In [1]:
import time
import numpy as np
import pandas as pd
import pickle
import datetime

from selenium import webdriver
from selenium.webdriver.chrome.service import Service
from selenium.common.exceptions import TimeoutException
from bs4 import BeautifulSoup
import json
import dateparser
from tqdm import tqdm
import html5lib

In [2]:
options = webdriver.ChromeOptions()
options.add_argument('--ignore-certificate-errors')
options.add_argument('--incognito')
options.add_argument('headless')    
service = Service('./chromedriver')
driver = webdriver.Chrome(service=service, options=options)

In [3]:
class InterfaxParser:
    
    def __init__(self, driver: webdriver, dates=None):
        self.driver = driver
        self.dates = dates
        
    def create_dates(self, start_date=datetime.date(2019,1,1), end_date=datetime.date.today()):
        dates = []
        # тесты на дебила :)
        if start_date > end_date:
            start_date, end_date = end_date, start_date
            
        if end_date > datetime.date.today():
            end_date = datetime.date.today()
            
        if start_date < datetime.date(2000,1,1):
            start_date = datetime.date(2000,1,1)
            
        # формируем даты
        dates = pd.date_range(start=start_date, end=end_date, periods=len(range(start_date.year, end_date.year))*2)
        dates = dates.strftime('%d.%m.%Y').tolist()
#         start_day = start_date.strftime('%d')
#         for year in range(start_date.year, end_date.year+1):
#             dates.append(start_day + str(+str(year)) # например ['03.07.2021, 03.07.2022'], если стартовая дата 03.07.2021
            
        # если наша конечная дата не вошла в список
        if pd.to_datetime(dates[-1], dayfirst=True).date() < end_date:
            dates.append(end_date.strftime('%d.%m.%Y'))
        # или если последний элемент списка превышает нашу конечную дату
        elif pd.to_datetime(dates[-1], dayfirst=True).date() > end_date:
            dates[-1] = end_date.strftime('%d.%m.%Y')

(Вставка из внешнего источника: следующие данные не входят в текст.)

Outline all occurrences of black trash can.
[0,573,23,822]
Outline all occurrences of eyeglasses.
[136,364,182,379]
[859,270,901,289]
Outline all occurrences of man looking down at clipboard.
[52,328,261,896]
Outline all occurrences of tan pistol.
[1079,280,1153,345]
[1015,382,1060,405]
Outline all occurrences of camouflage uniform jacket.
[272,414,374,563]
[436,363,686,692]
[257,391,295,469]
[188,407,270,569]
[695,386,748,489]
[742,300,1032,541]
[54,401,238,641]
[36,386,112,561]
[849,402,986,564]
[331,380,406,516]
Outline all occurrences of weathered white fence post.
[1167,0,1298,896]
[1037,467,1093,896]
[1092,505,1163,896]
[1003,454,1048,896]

        self.dates = dates
        return dates
    
    
    def __get_page_content(self, url, sleep_time=1) -> BeautifulSoup:
        '''Открывает ссылку, парсит html'''
        while True:
            try:
                self.driver.get(url) # открываем ссылку
                time.sleep(sleep_time) # даем прогрузиться
                break
            except TimeoutException:
                time.sleep(1)
                continue
        page_source = self.driver.page_source # берем страницу
        soup = BeautifulSoup(page_source, 'html5lib') # парсим

        return soup
    
    
    def __get_article(self, url):
        soup = self.__get_page_content(url, 1)
        
        try:
            time_div = soup.find('div', class_="d-flex align-items-sm-start align-items-center mb-20 flex-sm-column flex-md-row")
            text_dic = soup.find('div', class_='editor-content')
            ps = text_dic.find_all('p')
        except Exception as e:
            print(e.__class__)
            print(url)
            print(soup)
        
        date = time_div.find_all('meta')[-1]['content'].split('T')[0]
        text = ' '.join([p.text.strip('\t') for p in ps]).strip()
        
        return date, text
    
    
    def __parse_page(self, soup: BeautifulSoup, news, start, end) -> list:
        
        ul = soup.find('ul', class_='list-unstyled lenta-all-news')
        news = ul.find_all('a', class_='d-block mb-0')
        for i in tqdm(range(len(news))):
            item = news[i]
            cur_news = {}
            cur_news['url'] = item['href']
            cur_news['title'] = item.text
            cur_news['date'], cur_news['text'] = self.__get_article(cur_news['url'])
            news.append(cur_news)

    
    
    def download_news(self, news=[]) -> list:
        
        if not self.dates:
            self.create_dates()
        
        for i in range(len(self.dates)-1):
            start, end = self.dates[i], self.dates[i+1]
            url = f'https://www.interfax-russia.ru/ural/news?from={start}&to={end}&per-page=20000'
            soup = self.__get_page_content(url, 5)
            self.__parse_page(soup=soup, news=news, start=start, end=end)
            with open(f'./interfax_news/interfax_ural_{start}_{end}', 'wb') as f:
                pickle.dump(news, f)
            time.sleep(20)
            print(f'Updated news from {start} up to {end}!')
            
        return news       

In [4]:
parser = InterfaxParser(driver)
parser.create_dates(start_date=datetime.date(2009,1,1))

['01.01.2009',
 '16.07.2009',
 '29.01.2010',
 '14.08.2010',
 '27.02.2011',
 '12.09.2011',
 '27.03.2012',
 '10.10.2012',
 '25.04.2013',
 '08.11.2013',
 '24.05.2014',
 '07.12.2014',
 '22.06.2015',
 '04.01.2016',
 '19.07.2016',
 '01.02.2017',
 '17.08.2017',
 '02.03.2018',
 '15.09.2018',
 '31.03.2019',
 '14.10.2019',
 '28.04.2020',
 '11.11.2020',
 '27.05.2021',
 '10.12.2021',
 '25.06.2022']

In [5]:
news = []

In [None]:
dates = parser.download_news(news=news)

 40%|█████████████████████████████▋                                            | 2526/6286 [1:08:55<1:43:47,  1.66s/it]